Soal revisi UU Pilkada, Golkar tak sejalan dengan pemerintah
"Jadi keputusan final and binding itu belum tentu selamanya akan sama apabila kembali diajukan gugatan," kata Hetifah.
Anggota Komisi II DPR Hetifah Sjafudian menjelaskan pemerintah ngotot agar UU Pilkada sesuai dengan putusan Mahkamah Konstitusi (MK) yang bersifat final dan mengikat.
Namun menurutnya putusan MK tersebut masih dapat berubah apabila kembali diajukan judicial review.
Sebab putusan yang diambil MK pada dasarnya juga mempertimbangkan perkembangan situasi logis yang ada saat itu.
"Dalam sebuah wawancara, mantan Ketua MK Hamdan Zoelva menyatakan bisa saja berubah.
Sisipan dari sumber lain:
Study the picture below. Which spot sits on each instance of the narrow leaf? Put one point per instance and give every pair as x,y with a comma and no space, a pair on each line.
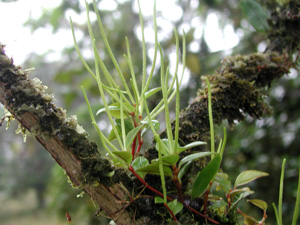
132,135
190,145
158,200
152,92
255,14
247,176
175,206
126,156
140,162
205,176
154,169
259,203
183,170
168,160
193,157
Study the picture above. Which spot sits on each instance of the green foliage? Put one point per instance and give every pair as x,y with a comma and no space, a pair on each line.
205,176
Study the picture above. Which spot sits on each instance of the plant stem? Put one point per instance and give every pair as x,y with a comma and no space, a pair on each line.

Jadi keputusan final and binding itu belum tentu selamanya akan sama apabila kembali diajukan gugatan," kata Hetifah saat dihubungi, Selasa (31/5).
Politikus Partai Golkar ini mengungkapkan, sebenarnya DPR ingin ada pembicaraan tiga pihak antara pemerintah, MK, dan DPR. Hal itu diperlukan agar di dalam pengambilan keputusan tidak terjadi tabrakan aturan sebagaimana yang telah diatur di dalam UU.
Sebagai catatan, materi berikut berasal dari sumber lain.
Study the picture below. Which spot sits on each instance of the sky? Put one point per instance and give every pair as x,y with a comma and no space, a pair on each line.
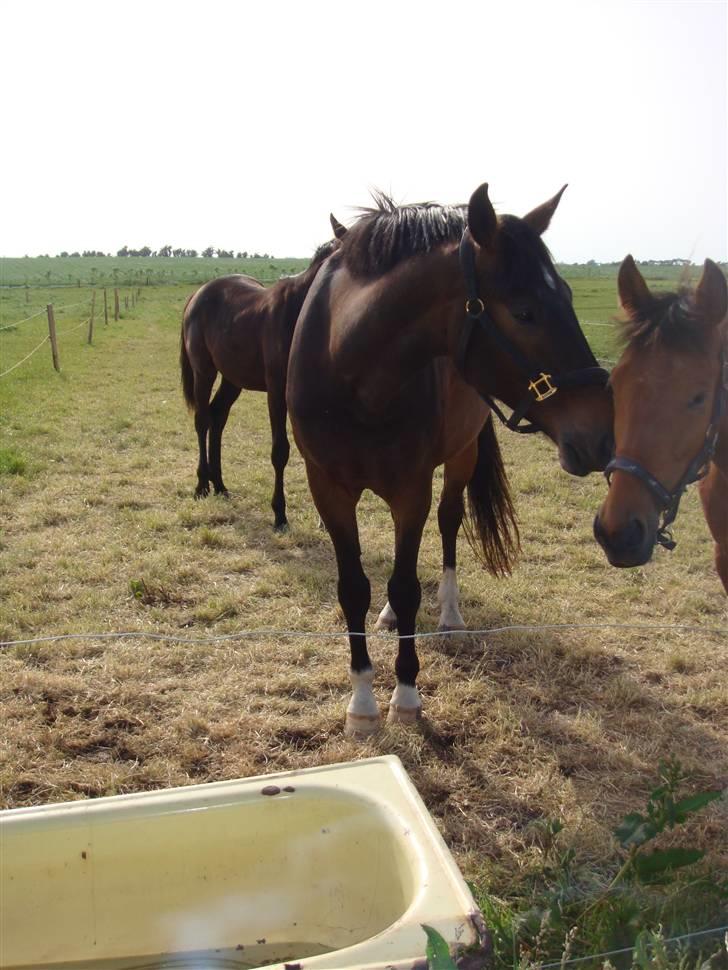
241,125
Selain itu ada permasalahan lain yang masih buntu. Hal itu terkait keinginan pemerintah agar syarat dukungan pencalonan tetap 20-25 persen. Namun, di sisi lain banyak fraksi yang menghendaki agar syarat itu diturunkan menjadi 15-20 persen.
Golkar, kata dia, dalam posisi mendukung keduanya. Menurut dia, jika syarat itu diturunkan, maka penyelenggaraan pilkada akan semakin ramai. Sebab, calon yang mengikuti akan semakin banyak.
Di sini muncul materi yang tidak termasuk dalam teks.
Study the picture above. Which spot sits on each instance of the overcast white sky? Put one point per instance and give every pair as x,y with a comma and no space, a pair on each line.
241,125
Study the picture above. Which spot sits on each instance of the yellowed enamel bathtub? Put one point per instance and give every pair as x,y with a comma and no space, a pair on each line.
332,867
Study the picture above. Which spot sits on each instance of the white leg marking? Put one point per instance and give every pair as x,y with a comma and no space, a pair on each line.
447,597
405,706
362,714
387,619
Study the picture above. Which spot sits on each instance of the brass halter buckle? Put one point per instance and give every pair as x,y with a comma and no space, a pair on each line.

"Jangan sampai nanti justru banyak calon tunggal terjadi," kata dia.
Di sisi lain, Golkar juga mendukung penguatan kualitas calon yang akan maju. Kendati demikian, ia tak sepakat, apabila semakin tingginya prosentase dukungan menjadi indikasi jika calon yang diusung akan semakin berkualitas, sebagaimana argumentasi pemerintah.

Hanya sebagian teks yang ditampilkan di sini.